Il colpo al cuore era un punto d'onore della scherma romana.

Si colpiva il costato destro, perché a sinistra normalmente c'era lo scudo.

E un soldato, con un colpo tipico, frutto di un lungo allenamento, centra da destra il cuore attraverso il quinto spazio intercostale.

La lancia romana lacerò il pericardio, che il precedente infarto aveva riempito di liquido sieroso e l'orecchietta destra del cuore sempre piena di sangue nei cadaveri recenti, mentre se la lancia si fosse diretta verso sinistra avrebbe lacerato i ventricoli che nei cadaveri sono vuoti, scrive il chirurgo Pierre Barbet.

La fibrina raccolta al centro dell'abbondante colatura sanguigna del costato documenta in modo inequivocabile che il sangue fu versato dopo la morte del condannato.

L'Evangelista Giovanni vede in questi fatti un adempimento rituale: Gesù, il nuovo Agnello della nostra Pasqua, è immolato come vuole l'Esodo.

Non gli sarà spezzato alcun osso e, come ha scritto il Profeta Zaccaria, tutti gli uomini volgeranno lo sguardo a Colui che hanno trafitto. ( Zc 12,10 )

La Passione dell'Uomo della Sindone è conclusa.

Nella sepoltura le ferite si stamperanno nel lenzuolo come impressionante documento del dolore.

Quel Venerdì di Passione, il giorno più lungo della storia umana, del dolore e dell'amore, dalla Sindone continua a parlare.

È ancora la Parasceve della nostra Pasqua.

Inutilmente cerchiamo di togliere il Crocifisso dal patibolo per celebrare in pace la nostra festa.

Quella presenza che ha turbato la storia non si cancella più.

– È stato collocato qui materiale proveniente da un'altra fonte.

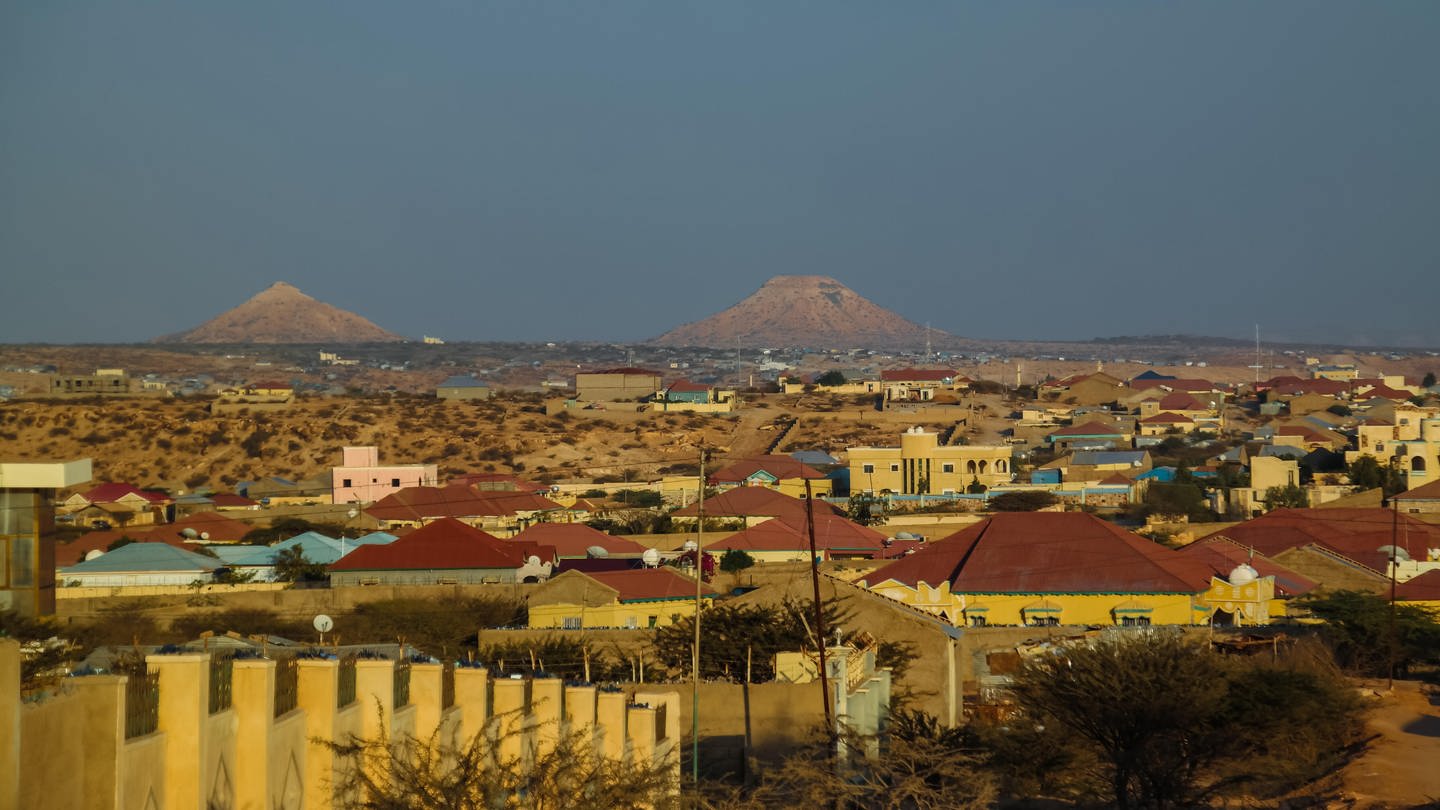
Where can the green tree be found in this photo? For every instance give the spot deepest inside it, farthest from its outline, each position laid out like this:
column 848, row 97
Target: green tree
column 291, row 565
column 1289, row 496
column 866, row 509
column 1357, row 627
column 1171, row 722
column 735, row 561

35 - Oltre la Sindone, nei fratelli crocifissi il volto di Cristo

Concludiamo con le parole che il Cardinale Michele Pellegrino, Arcivescovo di Torino, pronunciò in occasione della straordinaria Ostensione televisiva della Sindone il 25 novembre 1973.

"Presentiamoci a Cristo, morto e vivente per sempre, con tutto il peso delle nostre sofferenze, delle sofferenze dei poveri, degli oppressi, dei malati, degli emarginati, dei quali più viva si riflette l'immagine di Cristo, perché, se si può dubitare, come alcuni dubitano, che l'immagine da noi piamente venerata sia veramente l'impronta lasciata dal corpo di Cristo sul lenzuolo nuovo in cui l'avvolse Giuseppe d'Arimatea, una cosa è certa: il volto di Cristo è impresso in quello dei fratelli suoi e nostri, di quanti non hanno per troppi uomini egoisti e indifferenti né volto né voce."